Academic background
- Education: Diploma, 1975, Thomas Jefferson University BSN, 1978, University of Delaware MSN, 1982, Catholic University of America PhD, 1995, University of Pennsylvania
- Thesis: An explanatory model of variables influencing funcitional recovery following traumatic injury (1995)

Academic work
- Institutions: University of Pennsylvania School of Nursing

= Therese S. Richmond =

American nurse

Therese S. Richmond is an American nurse researcher. She is the Andrea B. Laporte Professor of Nursing and Associate Dean for Research and Innovation at the University of Pennsylvania School of Nursing, and a member of the National Academy of Medicine

==Early life and education==
Richmond completed her Diploma in nursing from Thomas Jefferson University in 1975 and her Bachelor of Science in Nursing from the University of Delaware in 1978. Following this, she completed her Master of Science in Nursing from the Catholic University of America in 1982 and her PhD from the University of Pennsylvania in 1995.

==Career==
Upon completing her PhD, Richmond joined the faculty at the Hospital of the University of Pennsylvania (HUP) as an assistant professor of Trauma and Critical Care Nursing. She received funding from Penn's internally-funded Research Foundation for her project Post Injury Disability in Elderly Trauma Patients. Shortly after arriving at Penn, Richmond developed the Acute Care Nurse Practitioner Program and created a new PhD course, Health Status, Functional Status, and Quality of Life in 2001. As a result of her efforts, she was promoted to the rank of associate professor of nursing at the University of Pennsylvania School of Nursing (Penn) in 2005.

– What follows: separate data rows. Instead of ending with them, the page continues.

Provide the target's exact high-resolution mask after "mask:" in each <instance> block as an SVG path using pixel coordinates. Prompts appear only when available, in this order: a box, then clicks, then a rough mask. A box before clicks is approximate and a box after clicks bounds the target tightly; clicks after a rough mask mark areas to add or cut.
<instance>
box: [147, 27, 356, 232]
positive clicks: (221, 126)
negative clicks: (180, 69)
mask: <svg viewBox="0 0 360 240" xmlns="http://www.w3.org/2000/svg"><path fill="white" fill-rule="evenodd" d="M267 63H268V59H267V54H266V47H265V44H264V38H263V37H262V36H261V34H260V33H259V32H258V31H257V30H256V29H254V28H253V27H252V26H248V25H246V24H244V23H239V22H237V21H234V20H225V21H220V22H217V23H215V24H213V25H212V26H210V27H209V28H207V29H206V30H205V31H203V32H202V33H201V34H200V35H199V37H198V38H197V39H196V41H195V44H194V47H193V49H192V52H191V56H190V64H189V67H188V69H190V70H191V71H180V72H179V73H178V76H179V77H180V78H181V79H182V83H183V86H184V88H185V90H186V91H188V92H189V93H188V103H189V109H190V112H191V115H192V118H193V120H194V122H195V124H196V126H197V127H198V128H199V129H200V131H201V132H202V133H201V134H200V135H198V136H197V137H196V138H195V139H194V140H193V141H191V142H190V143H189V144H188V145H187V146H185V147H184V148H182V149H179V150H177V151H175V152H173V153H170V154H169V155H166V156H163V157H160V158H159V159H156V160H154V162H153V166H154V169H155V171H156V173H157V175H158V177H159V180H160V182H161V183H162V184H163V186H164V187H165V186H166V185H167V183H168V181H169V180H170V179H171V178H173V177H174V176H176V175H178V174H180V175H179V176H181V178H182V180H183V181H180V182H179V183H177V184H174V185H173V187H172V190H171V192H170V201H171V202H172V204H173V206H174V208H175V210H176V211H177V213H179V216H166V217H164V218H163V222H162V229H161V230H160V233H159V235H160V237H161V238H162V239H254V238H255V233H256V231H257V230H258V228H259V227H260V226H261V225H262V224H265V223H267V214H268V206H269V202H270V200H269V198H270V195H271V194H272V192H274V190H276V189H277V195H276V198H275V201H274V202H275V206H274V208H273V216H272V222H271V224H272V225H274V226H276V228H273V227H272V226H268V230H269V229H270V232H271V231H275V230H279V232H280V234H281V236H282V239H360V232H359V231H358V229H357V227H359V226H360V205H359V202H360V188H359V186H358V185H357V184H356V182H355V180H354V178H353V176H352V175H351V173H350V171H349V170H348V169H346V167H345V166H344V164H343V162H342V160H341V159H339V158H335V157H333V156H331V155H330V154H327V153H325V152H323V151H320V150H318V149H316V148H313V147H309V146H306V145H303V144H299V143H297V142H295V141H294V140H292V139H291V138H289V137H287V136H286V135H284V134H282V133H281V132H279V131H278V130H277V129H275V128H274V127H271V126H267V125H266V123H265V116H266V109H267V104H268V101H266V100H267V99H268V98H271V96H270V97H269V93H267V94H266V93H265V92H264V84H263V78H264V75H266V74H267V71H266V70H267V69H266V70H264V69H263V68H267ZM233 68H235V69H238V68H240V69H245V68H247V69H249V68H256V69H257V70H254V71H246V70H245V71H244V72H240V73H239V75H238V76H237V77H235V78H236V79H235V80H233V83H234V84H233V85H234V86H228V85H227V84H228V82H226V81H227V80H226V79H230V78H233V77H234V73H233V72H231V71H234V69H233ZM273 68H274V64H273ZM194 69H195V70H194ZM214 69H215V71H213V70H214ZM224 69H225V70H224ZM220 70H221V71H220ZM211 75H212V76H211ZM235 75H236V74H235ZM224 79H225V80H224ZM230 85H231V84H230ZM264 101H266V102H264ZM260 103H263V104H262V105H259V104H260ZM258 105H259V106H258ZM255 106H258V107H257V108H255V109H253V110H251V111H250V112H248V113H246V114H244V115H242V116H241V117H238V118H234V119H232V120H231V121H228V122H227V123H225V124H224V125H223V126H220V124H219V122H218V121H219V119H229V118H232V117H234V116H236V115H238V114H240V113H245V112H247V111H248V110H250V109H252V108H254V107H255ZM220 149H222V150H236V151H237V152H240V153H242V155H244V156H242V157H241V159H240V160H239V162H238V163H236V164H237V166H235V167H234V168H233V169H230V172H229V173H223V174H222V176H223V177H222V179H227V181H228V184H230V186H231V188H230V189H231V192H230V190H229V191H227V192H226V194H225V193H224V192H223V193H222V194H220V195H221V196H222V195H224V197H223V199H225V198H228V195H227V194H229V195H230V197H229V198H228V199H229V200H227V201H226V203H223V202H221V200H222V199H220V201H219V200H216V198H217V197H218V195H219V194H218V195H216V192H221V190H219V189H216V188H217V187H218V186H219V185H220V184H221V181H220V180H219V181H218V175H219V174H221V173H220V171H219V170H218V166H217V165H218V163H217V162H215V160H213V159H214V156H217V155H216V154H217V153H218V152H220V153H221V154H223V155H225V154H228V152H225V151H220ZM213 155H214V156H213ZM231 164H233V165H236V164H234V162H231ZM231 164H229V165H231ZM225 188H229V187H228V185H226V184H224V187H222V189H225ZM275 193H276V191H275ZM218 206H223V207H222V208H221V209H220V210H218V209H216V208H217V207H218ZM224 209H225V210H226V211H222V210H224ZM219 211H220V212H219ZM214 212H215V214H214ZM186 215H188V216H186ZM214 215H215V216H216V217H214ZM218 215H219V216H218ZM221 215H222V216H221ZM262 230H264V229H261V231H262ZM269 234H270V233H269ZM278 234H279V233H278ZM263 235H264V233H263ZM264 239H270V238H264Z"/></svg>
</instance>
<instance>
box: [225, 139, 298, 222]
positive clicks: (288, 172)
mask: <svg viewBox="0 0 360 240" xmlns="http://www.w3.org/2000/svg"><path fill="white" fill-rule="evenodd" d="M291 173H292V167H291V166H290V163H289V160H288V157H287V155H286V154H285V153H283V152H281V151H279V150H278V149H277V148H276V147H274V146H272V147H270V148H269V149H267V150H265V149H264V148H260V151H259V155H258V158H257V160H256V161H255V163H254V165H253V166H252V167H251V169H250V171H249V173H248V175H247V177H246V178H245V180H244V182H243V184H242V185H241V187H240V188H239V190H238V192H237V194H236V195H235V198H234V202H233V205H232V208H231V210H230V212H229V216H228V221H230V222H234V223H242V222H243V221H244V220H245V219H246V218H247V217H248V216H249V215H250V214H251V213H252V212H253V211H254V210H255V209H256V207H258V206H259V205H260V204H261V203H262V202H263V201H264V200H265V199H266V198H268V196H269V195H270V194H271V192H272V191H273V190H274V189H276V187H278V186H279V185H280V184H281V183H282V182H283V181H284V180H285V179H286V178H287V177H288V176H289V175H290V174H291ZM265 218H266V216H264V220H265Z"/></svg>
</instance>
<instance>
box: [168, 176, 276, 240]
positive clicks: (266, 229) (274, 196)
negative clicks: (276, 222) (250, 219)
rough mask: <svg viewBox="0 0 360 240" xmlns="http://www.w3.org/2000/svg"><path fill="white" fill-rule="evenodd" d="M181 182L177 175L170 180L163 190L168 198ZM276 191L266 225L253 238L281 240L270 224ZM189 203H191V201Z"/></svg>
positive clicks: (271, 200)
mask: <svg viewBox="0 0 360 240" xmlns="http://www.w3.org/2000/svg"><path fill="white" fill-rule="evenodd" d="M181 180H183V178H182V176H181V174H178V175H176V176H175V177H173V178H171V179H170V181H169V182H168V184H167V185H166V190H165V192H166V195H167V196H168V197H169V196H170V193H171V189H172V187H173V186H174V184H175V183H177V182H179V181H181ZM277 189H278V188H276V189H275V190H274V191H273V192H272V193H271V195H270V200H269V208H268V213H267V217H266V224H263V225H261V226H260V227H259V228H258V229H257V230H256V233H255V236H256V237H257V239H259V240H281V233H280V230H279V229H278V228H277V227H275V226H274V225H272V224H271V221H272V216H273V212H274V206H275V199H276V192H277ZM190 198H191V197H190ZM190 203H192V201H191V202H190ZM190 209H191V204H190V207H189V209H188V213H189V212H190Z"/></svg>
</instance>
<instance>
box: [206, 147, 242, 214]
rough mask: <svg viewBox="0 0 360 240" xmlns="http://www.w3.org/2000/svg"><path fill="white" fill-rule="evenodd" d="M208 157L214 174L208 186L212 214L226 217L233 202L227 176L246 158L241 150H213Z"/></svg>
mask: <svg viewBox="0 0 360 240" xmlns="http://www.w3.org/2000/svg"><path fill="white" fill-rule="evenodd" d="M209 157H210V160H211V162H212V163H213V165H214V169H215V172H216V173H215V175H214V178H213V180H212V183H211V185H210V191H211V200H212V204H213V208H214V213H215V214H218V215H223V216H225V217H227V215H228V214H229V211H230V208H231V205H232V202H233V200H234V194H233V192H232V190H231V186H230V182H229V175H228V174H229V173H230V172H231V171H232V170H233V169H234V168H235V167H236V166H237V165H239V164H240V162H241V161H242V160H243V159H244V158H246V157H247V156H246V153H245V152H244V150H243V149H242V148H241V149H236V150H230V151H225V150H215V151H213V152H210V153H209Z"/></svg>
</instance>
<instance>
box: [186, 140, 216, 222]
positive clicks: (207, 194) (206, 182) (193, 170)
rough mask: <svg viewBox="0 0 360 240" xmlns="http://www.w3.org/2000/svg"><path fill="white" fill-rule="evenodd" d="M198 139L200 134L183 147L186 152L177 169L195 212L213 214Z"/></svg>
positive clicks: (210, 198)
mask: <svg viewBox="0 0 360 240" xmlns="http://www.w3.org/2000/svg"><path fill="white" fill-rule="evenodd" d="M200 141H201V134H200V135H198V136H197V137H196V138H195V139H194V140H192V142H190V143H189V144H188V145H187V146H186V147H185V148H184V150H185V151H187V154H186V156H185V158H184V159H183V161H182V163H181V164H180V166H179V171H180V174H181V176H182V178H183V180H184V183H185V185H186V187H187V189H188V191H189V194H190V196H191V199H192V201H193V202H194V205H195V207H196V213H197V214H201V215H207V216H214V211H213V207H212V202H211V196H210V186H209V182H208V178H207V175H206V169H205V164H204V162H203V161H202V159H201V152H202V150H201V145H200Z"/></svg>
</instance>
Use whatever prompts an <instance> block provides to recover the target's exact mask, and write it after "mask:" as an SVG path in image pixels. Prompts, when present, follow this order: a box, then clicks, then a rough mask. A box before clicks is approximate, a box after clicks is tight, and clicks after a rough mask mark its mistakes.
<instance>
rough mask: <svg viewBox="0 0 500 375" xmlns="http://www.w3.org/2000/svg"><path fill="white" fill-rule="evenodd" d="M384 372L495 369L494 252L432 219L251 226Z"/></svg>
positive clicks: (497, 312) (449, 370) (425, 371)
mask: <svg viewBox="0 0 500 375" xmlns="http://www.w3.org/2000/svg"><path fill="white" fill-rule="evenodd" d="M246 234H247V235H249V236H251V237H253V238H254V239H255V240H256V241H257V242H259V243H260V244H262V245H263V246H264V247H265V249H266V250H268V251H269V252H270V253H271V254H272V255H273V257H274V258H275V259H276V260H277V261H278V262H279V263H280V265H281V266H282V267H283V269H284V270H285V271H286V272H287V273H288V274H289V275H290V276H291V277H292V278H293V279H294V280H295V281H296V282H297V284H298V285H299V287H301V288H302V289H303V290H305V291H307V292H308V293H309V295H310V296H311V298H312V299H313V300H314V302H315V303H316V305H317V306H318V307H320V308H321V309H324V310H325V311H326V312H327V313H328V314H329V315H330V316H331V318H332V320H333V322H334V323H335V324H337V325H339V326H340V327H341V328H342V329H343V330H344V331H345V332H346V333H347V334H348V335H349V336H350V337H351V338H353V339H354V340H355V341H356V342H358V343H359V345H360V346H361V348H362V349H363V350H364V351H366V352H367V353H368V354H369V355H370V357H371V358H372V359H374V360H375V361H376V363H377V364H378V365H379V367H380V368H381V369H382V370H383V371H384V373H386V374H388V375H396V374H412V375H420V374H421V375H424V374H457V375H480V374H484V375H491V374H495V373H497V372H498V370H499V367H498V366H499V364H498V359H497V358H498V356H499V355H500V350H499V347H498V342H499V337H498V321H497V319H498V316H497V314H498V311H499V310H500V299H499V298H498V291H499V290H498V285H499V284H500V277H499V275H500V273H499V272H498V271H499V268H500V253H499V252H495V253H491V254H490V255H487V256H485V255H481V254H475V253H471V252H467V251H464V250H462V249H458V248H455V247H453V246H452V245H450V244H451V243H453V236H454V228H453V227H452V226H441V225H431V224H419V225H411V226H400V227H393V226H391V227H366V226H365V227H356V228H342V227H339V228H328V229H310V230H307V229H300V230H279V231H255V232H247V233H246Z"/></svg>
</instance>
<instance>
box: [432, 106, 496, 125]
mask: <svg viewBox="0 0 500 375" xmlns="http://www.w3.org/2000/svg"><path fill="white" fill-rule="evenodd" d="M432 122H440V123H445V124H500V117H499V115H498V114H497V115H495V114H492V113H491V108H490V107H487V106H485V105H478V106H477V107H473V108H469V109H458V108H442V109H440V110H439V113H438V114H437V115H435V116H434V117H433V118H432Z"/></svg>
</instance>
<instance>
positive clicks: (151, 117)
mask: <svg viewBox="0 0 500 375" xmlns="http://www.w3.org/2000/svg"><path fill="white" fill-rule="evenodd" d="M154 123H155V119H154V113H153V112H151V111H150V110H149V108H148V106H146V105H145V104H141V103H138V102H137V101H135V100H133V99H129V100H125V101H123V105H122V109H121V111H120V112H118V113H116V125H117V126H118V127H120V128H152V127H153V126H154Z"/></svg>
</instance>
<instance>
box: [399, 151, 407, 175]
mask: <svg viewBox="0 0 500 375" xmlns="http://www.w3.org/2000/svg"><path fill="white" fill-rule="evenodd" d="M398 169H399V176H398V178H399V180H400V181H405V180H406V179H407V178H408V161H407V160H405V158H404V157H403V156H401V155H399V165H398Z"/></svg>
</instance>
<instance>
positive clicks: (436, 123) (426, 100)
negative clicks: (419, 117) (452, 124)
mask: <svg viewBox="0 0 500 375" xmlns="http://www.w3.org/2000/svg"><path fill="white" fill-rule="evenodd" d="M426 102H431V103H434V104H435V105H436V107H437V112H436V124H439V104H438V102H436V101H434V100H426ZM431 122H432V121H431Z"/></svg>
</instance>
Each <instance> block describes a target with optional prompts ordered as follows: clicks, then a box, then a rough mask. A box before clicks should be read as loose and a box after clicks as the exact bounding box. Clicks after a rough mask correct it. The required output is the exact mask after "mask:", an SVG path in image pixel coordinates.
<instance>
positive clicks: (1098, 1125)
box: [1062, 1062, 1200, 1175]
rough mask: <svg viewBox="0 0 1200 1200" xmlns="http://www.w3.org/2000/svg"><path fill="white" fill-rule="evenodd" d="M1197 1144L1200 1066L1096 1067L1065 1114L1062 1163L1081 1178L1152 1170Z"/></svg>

During her tenure at Penn, Richmond has focused her research on the intersection of physical and mental health after traumatic injury and its effect on recovery. She co-founded Penn's Firearm & Injury Center and directed the Hillman Scholar Program in Nursing Innovation. By 2015, she was the Associate Director of Penn Nursing’s Biobehavioral Research Center, Associate Dean for Research and Innovation at Penn Nursing, and sat on the Executive Committee of the Penn Injury Science Center.

== Honors ==

In 2015, Richmond was elected a Member of the National Academy of Medicine for her "research on the psychological effects of injuries in order to reduce disability, depression and post-traumatic stress disorder, with a goal of improving recovery and overall quality of life."

In 2013, she was inducted into the International Nurse Researcher Hall of Fame. and was named the 2015 recipient of Penn Nursing's Claire M. Fagin Award for Distinguished Research.

In 2017, Richmond was named the recipient of the Sigma Theta Tau International Episteme Award for her research. In 2021, Richmond was appointed to a three-year term on the National Academies of Sciences, Engineering, and Medicine Board on Population Health and Public Health Practice.